As if following up on that conversation there appeared this week a column offering Democrats advice, from of all places, the Op/Ed pages in The Wall Street Journal.
Democrats need a precise strategy for reversing the extreme gerrymandering that the other side has implemented in Michigan, Ohio, Pennsylvania, Wisconsin, and elsewhere. David Daley’s recent book on the topic exposes the dark but shrewd tactics Republicans used to achieve these perverse outcomes. It also explains how difficult it will be to win back state legislatures to fix redistricting.
There’s a better approach. Since 2008 voters in California, Florida and Arizona have approved independent redistricting commissions, taking authority away from gerrymandered state legislatures. Democrats must fight to get such referendums on the ballot in other states. Borrowing a page from the Republican playbook, they need this effort to be run by people who aren’t employed by the Democratic National Committee and aren’t based in Washington.
I noted among the several people engaged in the restaurant conversation on that blustery night a desire to think about ideas to make our democracy stronger. The topic of political boundaries is not a sexy topic and surely not one that often pops up in random conversation–without someone like me (or you) to introduce it. But when offered for pondering it does make an impression on others, and for obvious reason. Because it is the right thing to do.
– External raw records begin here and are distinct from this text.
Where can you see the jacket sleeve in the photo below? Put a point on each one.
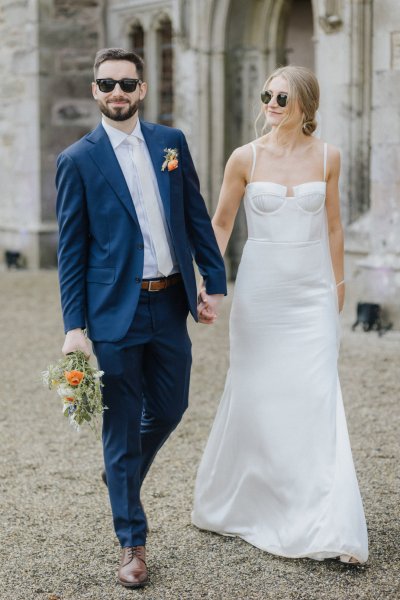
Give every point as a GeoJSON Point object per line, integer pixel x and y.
{"type": "Point", "coordinates": [201, 234]}
{"type": "Point", "coordinates": [73, 241]}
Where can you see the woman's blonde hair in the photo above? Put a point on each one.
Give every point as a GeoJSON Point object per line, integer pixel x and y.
{"type": "Point", "coordinates": [303, 88]}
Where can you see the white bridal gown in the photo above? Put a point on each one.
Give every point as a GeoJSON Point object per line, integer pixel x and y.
{"type": "Point", "coordinates": [277, 470]}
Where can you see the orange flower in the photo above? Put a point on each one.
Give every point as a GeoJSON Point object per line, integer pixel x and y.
{"type": "Point", "coordinates": [173, 164]}
{"type": "Point", "coordinates": [74, 377]}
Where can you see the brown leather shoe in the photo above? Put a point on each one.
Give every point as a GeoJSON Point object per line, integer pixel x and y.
{"type": "Point", "coordinates": [132, 570]}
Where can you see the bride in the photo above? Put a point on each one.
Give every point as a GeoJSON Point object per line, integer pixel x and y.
{"type": "Point", "coordinates": [277, 470]}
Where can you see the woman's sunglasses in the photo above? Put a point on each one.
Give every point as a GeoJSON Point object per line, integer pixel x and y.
{"type": "Point", "coordinates": [126, 85]}
{"type": "Point", "coordinates": [281, 98]}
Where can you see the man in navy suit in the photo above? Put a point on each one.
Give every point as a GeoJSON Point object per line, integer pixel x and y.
{"type": "Point", "coordinates": [131, 219]}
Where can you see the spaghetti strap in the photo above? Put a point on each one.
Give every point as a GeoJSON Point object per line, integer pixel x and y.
{"type": "Point", "coordinates": [253, 147]}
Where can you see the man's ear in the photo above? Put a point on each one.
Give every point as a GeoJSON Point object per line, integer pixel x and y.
{"type": "Point", "coordinates": [143, 91]}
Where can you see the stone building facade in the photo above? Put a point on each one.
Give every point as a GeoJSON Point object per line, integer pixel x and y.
{"type": "Point", "coordinates": [206, 61]}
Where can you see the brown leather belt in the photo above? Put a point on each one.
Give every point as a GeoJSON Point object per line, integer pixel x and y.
{"type": "Point", "coordinates": [156, 285]}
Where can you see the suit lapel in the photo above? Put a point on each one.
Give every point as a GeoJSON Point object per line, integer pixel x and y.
{"type": "Point", "coordinates": [156, 143]}
{"type": "Point", "coordinates": [104, 156]}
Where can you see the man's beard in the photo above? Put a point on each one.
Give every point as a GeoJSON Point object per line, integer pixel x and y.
{"type": "Point", "coordinates": [119, 113]}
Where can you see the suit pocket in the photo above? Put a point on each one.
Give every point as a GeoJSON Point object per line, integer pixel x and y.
{"type": "Point", "coordinates": [100, 275]}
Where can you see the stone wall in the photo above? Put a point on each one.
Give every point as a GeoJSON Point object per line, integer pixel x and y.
{"type": "Point", "coordinates": [379, 276]}
{"type": "Point", "coordinates": [46, 61]}
{"type": "Point", "coordinates": [19, 128]}
{"type": "Point", "coordinates": [70, 33]}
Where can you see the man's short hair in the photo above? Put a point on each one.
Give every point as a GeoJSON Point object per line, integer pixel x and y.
{"type": "Point", "coordinates": [118, 54]}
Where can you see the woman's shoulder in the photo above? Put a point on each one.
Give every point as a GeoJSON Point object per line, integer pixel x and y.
{"type": "Point", "coordinates": [241, 156]}
{"type": "Point", "coordinates": [332, 150]}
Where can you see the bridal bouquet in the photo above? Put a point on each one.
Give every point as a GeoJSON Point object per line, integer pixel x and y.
{"type": "Point", "coordinates": [79, 386]}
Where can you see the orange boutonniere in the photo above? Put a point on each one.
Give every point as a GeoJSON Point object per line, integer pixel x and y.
{"type": "Point", "coordinates": [171, 159]}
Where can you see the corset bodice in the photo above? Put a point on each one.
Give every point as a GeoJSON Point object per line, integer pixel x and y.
{"type": "Point", "coordinates": [275, 217]}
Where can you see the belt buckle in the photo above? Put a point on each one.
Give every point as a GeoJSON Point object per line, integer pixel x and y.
{"type": "Point", "coordinates": [150, 288]}
{"type": "Point", "coordinates": [163, 285]}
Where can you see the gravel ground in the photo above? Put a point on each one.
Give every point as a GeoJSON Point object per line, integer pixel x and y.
{"type": "Point", "coordinates": [56, 537]}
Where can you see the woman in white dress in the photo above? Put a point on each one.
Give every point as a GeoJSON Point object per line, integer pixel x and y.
{"type": "Point", "coordinates": [277, 470]}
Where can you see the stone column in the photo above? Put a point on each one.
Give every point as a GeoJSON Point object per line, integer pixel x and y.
{"type": "Point", "coordinates": [379, 277]}
{"type": "Point", "coordinates": [20, 192]}
{"type": "Point", "coordinates": [47, 52]}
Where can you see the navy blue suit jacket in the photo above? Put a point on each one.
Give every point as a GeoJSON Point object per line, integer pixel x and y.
{"type": "Point", "coordinates": [100, 253]}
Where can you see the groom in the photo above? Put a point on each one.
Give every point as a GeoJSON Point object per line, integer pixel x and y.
{"type": "Point", "coordinates": [131, 218]}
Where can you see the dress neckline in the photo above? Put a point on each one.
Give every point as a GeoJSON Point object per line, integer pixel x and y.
{"type": "Point", "coordinates": [285, 187]}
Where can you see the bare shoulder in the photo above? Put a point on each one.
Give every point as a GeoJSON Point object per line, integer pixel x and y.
{"type": "Point", "coordinates": [333, 160]}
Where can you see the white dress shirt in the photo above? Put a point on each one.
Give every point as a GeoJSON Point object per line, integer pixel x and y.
{"type": "Point", "coordinates": [122, 152]}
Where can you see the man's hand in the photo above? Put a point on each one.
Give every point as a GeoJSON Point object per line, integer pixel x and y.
{"type": "Point", "coordinates": [208, 307]}
{"type": "Point", "coordinates": [76, 340]}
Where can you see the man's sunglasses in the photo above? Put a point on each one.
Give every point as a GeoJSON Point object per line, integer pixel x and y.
{"type": "Point", "coordinates": [126, 85]}
{"type": "Point", "coordinates": [281, 98]}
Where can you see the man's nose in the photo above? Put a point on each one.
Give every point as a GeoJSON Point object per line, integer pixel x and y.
{"type": "Point", "coordinates": [117, 90]}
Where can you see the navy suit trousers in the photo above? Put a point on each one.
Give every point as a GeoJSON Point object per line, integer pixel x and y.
{"type": "Point", "coordinates": [146, 385]}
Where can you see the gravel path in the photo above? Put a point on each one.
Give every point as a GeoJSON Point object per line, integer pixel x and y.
{"type": "Point", "coordinates": [56, 538]}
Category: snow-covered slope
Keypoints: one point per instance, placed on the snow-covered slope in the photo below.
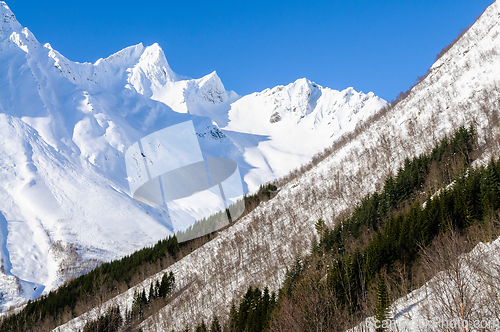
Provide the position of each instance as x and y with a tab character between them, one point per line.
292	123
65	203
462	87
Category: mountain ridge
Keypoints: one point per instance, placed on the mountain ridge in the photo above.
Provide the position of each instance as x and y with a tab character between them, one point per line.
65	129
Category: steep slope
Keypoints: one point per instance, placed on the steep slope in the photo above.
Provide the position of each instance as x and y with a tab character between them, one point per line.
65	203
462	87
292	123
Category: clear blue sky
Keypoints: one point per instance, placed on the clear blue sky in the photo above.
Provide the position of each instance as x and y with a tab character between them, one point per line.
379	46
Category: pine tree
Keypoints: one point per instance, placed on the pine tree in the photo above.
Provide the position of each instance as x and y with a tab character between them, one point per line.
381	309
215	327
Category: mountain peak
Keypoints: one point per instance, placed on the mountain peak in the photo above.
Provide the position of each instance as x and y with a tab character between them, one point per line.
8	20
Much has been written and stated about the deep hole Wisconsin Democrats now find themselves. Many have offered ideas for the future of my party. But I have not heard anyone state what must be a priority as we move forward.
Wisconsin Democrats must be willing to engage on the issues that deal with the foundations that are essential to making our government stronger. It is not good enough to talk only of better jobs at better wages, or why continued investment in our schools is vital. It is no longer good enough just to be Democrats, we need to also stress why being a process (small d) democrat matters. Unless the way we elect people is based on a more equitable and level-playing field all the grand ideas we may hold about building a stronger society will be left in drafting folders on a shelf.
Elected Democrats across the state need to speak of how political boundaries are drawn with every coffee shop gathering, civic-club luncheon, and press interview. We need only look a short distance away to see why this idea is worthy of our attention.
Since 1981 Iowa’s congressional and state legislative maps have been drawn by nonpartisan legislative staffers without considering voter registration numbers or the location of incumbents. Their main considerations are keeping districts compact and uniform in population. And this effort has been met with bi-partisan applause. Both the Iowa House and Senate overwhelmingly approve the maps. The outcomes over the decades proves a healthy competitiveness between the two parties can exist on a level playing field.
The problem is that too many partisans in the Wisconsin Legislature are not able to think beyond their narrow interests, or consider the greater good when it comes to redistricting. That certainly was the case a few years ago when there was not even the ability to have a public hearing in our statehouse about the method employed by Iowa!
Political parties have for too long used the boundaries of districts to inoculate elected officials from the need to truly compete about ideas at election time. One of the more outstanding figures offered over the past two years about immigration reform is that 70% of Republican congressional districts around the nation have less than 10% Hispanic/Latino voters. In some cases that can be explained, but in many others it is due to crafty manipulation of district maps. That type of political chicanery from both sides of the aisle creates far more problems when it comes to solving issues than perhaps anything else other than the heavy amounts of campaign money that is allowed to be raised.
Wisconsin Democrats are in the legislative minority. But they can still be loud and focused on what can bring them out of the wilderness, and more importantly address a foundational problem in our state.